🤖 AI Summary
This paper addresses the challenge of trustworthy attribution in large language models (LLMs) for document understanding—specifically, how to precisely trace model outputs back to source documents and assess the reliability of such citations. We propose a zero-shot textual entailment–based attribution method and conduct the first systematic analysis of how attention weights across Transformer layers influence attribution performance. Evaluated on the AttributionBench benchmark (both in-distribution and out-of-distribution splits) using Flan-UL2 and Flan-T5-small, our approach improves accuracy by 0.27% and 2.4%, respectively; notably, Flan-T5-small achieves significantly higher F1 scores than baselines across most layers.

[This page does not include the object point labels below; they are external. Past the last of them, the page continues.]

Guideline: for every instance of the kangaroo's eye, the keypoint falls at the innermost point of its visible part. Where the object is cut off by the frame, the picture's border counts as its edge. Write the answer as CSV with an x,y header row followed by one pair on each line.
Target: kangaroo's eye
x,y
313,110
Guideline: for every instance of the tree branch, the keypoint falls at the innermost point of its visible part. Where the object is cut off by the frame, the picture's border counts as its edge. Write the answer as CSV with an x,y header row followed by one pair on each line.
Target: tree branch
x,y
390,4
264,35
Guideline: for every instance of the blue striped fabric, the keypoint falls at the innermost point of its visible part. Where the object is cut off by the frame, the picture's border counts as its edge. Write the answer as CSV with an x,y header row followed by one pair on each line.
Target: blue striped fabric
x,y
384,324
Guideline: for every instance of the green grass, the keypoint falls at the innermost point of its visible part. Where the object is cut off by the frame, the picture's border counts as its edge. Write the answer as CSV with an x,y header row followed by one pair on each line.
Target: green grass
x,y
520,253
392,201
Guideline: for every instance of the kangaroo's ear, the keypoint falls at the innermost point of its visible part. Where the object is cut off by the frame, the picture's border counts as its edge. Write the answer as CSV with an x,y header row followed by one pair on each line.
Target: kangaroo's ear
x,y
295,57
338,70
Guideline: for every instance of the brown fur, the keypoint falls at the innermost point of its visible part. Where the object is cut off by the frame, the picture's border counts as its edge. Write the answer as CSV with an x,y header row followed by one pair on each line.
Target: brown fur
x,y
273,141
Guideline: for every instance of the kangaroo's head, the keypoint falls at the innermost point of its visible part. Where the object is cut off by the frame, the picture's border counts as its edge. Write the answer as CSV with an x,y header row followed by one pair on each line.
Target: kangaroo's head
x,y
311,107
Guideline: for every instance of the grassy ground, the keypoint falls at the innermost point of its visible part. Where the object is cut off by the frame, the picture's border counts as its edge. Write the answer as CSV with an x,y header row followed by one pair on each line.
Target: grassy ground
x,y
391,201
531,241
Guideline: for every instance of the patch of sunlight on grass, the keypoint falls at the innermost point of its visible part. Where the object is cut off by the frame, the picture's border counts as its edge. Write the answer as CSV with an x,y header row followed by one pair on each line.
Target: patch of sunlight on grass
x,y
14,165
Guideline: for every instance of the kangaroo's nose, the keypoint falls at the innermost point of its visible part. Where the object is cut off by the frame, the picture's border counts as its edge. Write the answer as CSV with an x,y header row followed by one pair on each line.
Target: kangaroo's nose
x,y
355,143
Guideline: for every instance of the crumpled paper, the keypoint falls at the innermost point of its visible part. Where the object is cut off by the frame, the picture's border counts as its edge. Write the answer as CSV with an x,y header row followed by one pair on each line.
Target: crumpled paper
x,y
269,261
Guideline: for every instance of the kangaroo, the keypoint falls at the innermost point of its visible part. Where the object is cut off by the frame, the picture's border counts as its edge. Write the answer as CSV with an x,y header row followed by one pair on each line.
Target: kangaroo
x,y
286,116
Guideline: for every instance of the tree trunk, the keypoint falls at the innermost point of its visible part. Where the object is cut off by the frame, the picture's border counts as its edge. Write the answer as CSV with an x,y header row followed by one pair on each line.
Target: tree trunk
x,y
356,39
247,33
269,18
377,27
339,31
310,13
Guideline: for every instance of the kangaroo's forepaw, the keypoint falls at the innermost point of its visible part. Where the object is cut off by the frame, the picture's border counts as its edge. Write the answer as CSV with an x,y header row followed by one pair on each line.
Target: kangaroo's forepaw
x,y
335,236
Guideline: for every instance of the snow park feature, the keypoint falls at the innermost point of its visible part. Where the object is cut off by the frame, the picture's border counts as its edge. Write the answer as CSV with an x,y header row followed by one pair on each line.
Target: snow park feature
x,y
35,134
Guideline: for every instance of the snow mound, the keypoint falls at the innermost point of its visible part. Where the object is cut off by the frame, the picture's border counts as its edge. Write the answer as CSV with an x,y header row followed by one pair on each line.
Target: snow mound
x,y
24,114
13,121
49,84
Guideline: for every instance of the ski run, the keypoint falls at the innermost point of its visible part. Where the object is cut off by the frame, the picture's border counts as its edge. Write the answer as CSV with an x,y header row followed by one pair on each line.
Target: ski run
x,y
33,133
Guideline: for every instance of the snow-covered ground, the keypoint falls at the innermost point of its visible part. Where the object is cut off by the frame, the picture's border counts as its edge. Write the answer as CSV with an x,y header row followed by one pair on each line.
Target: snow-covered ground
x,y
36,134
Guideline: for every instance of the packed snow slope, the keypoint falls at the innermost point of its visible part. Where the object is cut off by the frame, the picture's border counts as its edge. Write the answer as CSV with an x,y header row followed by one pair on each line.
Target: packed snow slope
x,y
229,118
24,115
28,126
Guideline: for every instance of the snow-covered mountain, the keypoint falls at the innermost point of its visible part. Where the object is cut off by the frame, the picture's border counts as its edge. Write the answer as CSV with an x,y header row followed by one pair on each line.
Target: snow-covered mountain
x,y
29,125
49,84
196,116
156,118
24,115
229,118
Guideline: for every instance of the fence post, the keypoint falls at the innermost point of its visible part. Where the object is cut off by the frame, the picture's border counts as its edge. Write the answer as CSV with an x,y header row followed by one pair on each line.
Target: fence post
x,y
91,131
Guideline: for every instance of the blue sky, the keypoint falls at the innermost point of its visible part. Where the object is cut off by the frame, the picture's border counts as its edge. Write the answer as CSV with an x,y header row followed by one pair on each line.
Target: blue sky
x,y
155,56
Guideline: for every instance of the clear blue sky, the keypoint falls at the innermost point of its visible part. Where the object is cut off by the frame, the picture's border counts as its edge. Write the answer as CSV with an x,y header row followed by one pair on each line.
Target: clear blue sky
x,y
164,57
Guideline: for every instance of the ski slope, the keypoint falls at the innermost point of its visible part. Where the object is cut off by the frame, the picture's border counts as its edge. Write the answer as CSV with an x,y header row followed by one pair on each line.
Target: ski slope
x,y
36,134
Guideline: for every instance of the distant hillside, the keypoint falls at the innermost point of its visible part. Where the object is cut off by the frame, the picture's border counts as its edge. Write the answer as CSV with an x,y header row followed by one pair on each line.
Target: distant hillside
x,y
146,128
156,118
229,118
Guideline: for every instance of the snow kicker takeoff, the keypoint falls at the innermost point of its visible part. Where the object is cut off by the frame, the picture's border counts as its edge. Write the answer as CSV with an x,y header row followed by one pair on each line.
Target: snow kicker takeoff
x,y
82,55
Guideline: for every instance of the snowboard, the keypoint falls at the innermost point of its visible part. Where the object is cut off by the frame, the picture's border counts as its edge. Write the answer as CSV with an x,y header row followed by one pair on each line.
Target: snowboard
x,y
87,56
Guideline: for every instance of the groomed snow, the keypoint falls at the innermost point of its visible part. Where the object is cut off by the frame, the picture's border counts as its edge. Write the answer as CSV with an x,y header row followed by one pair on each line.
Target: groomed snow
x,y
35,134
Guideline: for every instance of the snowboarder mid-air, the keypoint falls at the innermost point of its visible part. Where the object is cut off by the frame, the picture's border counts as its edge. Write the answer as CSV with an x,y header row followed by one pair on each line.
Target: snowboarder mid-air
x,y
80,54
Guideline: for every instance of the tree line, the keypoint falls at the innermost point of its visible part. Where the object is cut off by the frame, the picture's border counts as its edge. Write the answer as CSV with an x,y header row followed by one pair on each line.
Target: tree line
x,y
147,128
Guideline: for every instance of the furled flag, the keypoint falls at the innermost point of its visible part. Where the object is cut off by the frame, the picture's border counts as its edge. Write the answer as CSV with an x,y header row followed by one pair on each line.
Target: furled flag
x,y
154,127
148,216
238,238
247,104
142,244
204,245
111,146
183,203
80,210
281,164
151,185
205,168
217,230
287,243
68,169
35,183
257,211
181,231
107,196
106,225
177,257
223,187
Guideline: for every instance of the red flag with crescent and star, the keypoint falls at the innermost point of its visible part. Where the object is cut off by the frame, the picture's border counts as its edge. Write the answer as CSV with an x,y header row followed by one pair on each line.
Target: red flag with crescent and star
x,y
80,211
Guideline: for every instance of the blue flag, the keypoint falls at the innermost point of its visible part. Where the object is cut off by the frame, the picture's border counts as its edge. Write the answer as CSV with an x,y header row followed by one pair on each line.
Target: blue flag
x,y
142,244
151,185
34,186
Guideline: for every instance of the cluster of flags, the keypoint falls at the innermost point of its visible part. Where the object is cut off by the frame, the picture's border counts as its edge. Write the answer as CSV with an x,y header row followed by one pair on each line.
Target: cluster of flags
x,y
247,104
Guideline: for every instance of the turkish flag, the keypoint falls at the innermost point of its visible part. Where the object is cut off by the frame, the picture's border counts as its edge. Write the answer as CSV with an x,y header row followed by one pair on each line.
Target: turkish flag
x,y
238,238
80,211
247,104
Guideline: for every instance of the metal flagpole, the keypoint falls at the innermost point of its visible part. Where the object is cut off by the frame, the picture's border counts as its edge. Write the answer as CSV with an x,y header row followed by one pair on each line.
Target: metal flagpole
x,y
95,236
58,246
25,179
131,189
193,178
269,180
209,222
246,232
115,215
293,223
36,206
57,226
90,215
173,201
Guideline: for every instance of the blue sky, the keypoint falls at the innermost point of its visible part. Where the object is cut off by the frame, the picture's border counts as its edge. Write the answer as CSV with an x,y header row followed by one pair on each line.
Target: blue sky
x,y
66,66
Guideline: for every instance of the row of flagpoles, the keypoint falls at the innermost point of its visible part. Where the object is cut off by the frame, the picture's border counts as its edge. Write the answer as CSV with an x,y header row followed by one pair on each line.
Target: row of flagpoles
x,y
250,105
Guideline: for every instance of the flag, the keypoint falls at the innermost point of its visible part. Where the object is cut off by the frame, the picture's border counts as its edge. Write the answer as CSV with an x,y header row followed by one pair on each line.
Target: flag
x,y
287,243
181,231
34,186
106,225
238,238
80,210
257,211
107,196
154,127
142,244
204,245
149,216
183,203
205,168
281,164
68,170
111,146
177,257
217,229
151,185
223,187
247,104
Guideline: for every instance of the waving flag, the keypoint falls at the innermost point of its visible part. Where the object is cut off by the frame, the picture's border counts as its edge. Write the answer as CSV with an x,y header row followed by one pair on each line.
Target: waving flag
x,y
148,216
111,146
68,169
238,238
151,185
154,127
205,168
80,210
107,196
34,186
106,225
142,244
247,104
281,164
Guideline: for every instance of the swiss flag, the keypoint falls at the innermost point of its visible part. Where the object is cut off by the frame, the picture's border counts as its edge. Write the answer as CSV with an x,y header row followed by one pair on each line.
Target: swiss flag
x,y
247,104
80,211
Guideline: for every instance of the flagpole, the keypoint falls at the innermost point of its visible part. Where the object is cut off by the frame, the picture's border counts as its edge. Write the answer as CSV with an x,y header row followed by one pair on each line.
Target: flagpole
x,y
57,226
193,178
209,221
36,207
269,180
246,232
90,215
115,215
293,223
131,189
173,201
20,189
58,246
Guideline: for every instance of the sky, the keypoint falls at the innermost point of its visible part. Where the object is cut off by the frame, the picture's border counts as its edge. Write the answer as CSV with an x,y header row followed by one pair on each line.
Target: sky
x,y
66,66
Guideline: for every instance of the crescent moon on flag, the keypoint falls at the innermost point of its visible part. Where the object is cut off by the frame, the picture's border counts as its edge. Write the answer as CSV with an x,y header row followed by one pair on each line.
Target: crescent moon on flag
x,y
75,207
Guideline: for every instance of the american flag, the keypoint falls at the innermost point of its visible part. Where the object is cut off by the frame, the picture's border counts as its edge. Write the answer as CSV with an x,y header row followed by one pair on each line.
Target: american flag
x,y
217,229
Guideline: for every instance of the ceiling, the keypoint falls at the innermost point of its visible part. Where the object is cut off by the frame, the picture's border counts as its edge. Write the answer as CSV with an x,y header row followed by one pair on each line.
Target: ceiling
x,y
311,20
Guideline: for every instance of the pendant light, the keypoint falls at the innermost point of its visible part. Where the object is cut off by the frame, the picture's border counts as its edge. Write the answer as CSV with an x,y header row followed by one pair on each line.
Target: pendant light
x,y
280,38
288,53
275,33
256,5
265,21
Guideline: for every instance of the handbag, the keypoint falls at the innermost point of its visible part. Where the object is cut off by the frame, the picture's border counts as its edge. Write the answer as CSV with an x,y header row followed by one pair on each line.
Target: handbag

Our key contributions are: (1) a lightweight, fine-tuning–free attribution framework; (2) empirical characterization of layer-wise distribution of deep attribution capability within the attention mechanism; and (3) a reproducible, quantitatively evaluable methodology for interpretable document question answering.
📝 Abstract
As Large Language Models (LLMs) are increasingly applied to document-based tasks - such as document summarization, question answering, and information extraction - where user requirements focus on retrieving information from provided documents rather than relying on the model's parametric knowledge, ensuring the trustworthiness and interpretability of these systems has become a critical concern. A central approach to addressing this challenge is attribution, which involves tracing the generated outputs back to their source documents. However, since LLMs can produce inaccurate or imprecise responses, it is crucial to assess the reliability of these citations. To tackle this, our work proposes two techniques. (1) A zero-shot approach that frames attribution as a straightforward textual entailment task. Our method using flan-ul2 demonstrates an improvement of 0.27% and 2.4% over the best baseline of ID and OOD sets of AttributionBench, respectively. (2) We also explore the role of the attention mechanism in enhancing the attribution process. Using a smaller LLM, flan-t5-small, the F1 scores outperform the baseline across almost all layers except layer 4 and layers 8 through 11.